If you’re an artist, I’m guessing the emotional-support-animal bit is that the male of the species occasionally displays an alluring panoply of colors from its hind end. (Just to be clear, I’m not talking about Stormy’s POV here.) Just conjecture, but perhaps performance artist Ventiko derives inspiration when the bird unveils its feathered fanny. Come to think of it, maybe Stormy is jealous.

But it’s a bird, right? If Ventiko wants her peacock to fly, she just needs to open a window. Instead we’re treated to a photograph of a two-plus-foot-long Indo-Ceylonese forest bird with a four-plus-foot-long tail perched on the handle of a luggage trolley at Newark International. (Lovely plumage.)

Of course, with respect to managing corporate reputation and the valences of “good” or “bad” publicity in the Tweeterama that passes for contemporary media culture, United Airlines hasn’t had the smoothest flying recently. Overbooking as a matter of course, denying seats to frenzied passengers, dragging doctors off flights, and proving almost inconceivably tone-deaf when it comes to communicating after the fact. That’s United.

I don’t know whether its management team is laughing or crying about the feathered two-by-four that just smacked ’em in the face. Since it’s likely they’ve figured out why they’re on the receiving end of this stunt. For stunt it surely is.

Don’t believe United didn’t subscribe wholeheartedly to publicizing this incident, even though I’m relatively certain they didn’t plan it. (But, who knows …?) The episode neatly fits the recent suggestion in the media that airlines need to tighten the rules about traveling with so-called care animals—a suspect practice anyway, in my view, since the person flying gets to board earlier (at least, that’s what happened on my recent trip to San Diego) and the person flying with said animal often looks less in need of emotional support than prix du cialis en pharmacie the average Marine. (You know who you are, tattooed and sleeveless Chicago-to-L.A. passenger accompanied by Jack Russell terrier.)

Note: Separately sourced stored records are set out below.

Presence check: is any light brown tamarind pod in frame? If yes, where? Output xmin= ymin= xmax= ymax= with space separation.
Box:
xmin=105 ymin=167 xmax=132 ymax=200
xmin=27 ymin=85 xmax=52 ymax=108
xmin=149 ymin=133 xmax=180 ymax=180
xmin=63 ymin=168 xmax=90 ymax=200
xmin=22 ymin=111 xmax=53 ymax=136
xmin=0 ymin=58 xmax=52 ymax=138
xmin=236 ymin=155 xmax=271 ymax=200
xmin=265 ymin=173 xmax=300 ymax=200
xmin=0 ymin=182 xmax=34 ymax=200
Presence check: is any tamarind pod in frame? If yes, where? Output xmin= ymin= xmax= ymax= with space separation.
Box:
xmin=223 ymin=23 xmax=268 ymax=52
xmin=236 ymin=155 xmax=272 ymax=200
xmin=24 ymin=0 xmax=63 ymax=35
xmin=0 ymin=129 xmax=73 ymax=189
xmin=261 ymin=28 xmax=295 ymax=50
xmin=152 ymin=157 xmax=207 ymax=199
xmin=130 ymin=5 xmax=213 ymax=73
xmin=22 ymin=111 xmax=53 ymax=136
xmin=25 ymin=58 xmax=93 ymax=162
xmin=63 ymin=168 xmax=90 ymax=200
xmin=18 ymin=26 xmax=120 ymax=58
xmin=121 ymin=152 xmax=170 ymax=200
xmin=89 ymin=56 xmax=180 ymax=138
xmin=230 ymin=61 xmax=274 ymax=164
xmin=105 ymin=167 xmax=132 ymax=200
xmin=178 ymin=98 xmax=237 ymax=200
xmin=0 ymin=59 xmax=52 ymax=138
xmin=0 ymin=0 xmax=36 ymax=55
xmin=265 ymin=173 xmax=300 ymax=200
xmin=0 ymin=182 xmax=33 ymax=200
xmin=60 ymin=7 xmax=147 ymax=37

A jaundiced passenger might offer that an individual who believes they need a companion animal might just as easily make friends with the animal sitting next to them. You know, the one that talks.

Ventiko is manifestly seeking publicity: she had been told at least three times before she arrived at the airport, “That bird ain’t gonna fly.” And publicity she certainly received; she’s probably the most well-known performance artist in the world right now. From preening to prancing, and now dancing with glee.

With the assorted parrots, petrels, and peacocks patrolling the national stage these days in our dubious simulacrum of a government, it’s a welcome change of pace to see a performance artist get a headline instead of a president, whatever one might think of her oeuvre.